Pour mener cette étude, les chercheurs ont collecté les données sur la qualité de l’air au cours des 17 dernières années dans 3.080 comtés représentant 98% de la population des Etats-Unis et 90% des morts liées au coronavirus dans le pays. Cette étude a pris en compte les décès pour chacun de ces comtés jusqu’au 4 avril.
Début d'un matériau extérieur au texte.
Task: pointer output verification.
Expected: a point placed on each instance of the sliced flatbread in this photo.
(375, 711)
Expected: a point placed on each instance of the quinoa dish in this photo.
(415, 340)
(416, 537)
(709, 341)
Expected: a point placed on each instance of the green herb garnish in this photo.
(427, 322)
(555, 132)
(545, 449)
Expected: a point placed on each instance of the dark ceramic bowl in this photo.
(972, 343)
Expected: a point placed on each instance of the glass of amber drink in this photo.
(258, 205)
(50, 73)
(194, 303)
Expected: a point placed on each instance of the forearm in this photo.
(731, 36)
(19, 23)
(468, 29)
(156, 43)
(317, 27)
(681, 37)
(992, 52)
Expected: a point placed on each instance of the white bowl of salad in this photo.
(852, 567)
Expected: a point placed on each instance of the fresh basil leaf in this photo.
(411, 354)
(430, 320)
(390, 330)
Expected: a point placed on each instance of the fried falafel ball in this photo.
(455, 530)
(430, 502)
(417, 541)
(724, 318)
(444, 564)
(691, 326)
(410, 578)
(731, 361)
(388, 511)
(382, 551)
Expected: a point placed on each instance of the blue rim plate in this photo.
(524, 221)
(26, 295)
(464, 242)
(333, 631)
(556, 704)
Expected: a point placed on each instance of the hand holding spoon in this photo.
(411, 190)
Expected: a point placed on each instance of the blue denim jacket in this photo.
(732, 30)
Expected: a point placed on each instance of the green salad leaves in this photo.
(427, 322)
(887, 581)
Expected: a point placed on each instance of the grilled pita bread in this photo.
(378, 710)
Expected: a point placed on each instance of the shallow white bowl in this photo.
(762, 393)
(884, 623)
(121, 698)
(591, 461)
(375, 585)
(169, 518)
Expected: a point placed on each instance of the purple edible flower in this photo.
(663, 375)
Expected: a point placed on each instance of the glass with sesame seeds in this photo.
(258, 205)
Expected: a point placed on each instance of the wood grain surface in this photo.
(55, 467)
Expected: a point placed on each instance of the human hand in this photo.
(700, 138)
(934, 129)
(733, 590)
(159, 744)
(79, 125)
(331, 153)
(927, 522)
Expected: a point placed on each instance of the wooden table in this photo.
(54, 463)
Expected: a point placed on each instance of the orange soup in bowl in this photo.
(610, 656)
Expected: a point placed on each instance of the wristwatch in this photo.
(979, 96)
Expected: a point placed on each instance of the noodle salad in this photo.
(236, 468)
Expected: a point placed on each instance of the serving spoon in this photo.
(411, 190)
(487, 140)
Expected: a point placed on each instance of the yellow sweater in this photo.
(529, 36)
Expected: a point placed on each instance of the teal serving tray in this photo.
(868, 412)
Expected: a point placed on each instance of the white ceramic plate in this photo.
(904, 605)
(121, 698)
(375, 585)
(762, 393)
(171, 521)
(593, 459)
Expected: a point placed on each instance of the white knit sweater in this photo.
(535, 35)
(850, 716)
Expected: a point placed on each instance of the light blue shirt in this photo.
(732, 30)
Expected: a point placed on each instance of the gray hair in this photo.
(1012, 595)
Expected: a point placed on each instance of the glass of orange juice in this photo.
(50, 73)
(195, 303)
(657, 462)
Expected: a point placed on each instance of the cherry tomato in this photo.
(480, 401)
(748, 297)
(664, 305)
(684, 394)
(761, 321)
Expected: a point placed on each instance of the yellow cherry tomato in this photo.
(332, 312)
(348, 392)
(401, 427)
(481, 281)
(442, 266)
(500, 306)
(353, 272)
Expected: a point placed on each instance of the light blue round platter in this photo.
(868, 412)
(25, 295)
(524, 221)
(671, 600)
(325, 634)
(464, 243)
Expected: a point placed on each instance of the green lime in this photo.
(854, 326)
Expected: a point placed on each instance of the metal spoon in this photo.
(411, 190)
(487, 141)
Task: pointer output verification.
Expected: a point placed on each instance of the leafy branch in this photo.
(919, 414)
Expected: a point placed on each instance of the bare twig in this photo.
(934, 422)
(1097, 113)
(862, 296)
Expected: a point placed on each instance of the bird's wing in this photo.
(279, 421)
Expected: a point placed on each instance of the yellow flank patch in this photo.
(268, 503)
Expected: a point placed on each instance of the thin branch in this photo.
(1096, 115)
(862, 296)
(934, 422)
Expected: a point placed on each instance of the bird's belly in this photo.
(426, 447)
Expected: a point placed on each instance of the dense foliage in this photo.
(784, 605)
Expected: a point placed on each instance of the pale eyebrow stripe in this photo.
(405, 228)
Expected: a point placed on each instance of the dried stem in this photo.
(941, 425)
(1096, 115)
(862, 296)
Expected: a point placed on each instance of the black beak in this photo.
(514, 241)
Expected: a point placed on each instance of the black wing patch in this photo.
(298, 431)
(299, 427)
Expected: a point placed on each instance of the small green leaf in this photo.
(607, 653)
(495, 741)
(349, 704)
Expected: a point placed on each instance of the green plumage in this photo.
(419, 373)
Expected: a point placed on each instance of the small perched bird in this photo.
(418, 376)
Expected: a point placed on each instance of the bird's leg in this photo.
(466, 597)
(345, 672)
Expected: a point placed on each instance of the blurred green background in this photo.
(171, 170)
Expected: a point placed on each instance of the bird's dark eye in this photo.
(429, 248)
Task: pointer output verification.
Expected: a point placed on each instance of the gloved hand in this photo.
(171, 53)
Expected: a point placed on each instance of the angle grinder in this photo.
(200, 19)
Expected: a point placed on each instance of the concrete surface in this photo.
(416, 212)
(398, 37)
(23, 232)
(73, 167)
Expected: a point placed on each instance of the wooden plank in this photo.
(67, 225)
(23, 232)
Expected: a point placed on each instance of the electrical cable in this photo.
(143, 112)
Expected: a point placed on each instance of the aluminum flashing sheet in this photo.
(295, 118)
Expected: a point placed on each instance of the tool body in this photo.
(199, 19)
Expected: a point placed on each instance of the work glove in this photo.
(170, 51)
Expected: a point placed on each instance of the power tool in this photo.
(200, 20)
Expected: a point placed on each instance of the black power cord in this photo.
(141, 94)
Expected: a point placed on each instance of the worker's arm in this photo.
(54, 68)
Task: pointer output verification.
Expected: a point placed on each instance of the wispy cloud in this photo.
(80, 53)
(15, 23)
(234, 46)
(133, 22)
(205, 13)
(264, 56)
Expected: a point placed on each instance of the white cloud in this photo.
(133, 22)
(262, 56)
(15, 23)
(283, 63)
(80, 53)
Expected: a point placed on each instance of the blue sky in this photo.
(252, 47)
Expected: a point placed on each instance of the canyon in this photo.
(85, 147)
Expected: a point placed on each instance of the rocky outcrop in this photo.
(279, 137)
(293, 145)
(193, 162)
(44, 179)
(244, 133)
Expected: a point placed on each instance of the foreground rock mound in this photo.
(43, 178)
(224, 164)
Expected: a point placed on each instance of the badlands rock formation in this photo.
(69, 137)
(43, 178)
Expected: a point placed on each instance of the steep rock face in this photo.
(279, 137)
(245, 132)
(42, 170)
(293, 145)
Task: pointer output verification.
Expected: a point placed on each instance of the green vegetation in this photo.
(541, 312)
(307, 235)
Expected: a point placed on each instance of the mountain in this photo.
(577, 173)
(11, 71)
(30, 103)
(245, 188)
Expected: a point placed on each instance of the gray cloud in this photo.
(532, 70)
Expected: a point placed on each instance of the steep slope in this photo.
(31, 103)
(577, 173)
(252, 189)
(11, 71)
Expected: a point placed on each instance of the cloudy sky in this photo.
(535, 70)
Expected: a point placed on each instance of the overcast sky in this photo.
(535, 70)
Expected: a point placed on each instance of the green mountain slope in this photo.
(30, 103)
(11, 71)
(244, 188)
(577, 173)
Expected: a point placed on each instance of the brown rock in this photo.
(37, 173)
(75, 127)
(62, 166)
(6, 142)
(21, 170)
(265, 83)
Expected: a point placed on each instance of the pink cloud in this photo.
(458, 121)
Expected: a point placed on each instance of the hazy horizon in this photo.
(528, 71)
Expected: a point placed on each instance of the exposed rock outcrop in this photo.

Un surcroît de syndromes respiratoires aigus
Une autre étude réalisée cette fois en Europe, par des chercheurs des universités de Sienne en Italie et de Aarhus au Danemark, est parvenu à des conclusions similaires. Elle a été publiée quasiment au même moment que celle de Harvard dans la revue Environmental Pollution du 4 avril. Elle conclut que la mauvaise qualité de l’air est une des explications au fait que depuis le début de l’épidémie en Italie en février, le taux de mortalité en Lombardie et Émilie-Romagne est plus de deux fois supérieur à celui du reste du pays. Ces deux régions sont parmi les plus polluées d’Europe. Outre qu’elles concentrent l’essentiel de l’activité économique et industrielle du pays, la Lombardie et l’Emilie-Romagne sont situées au pied du massif alpin ce qui favorise les concentrations de polluants.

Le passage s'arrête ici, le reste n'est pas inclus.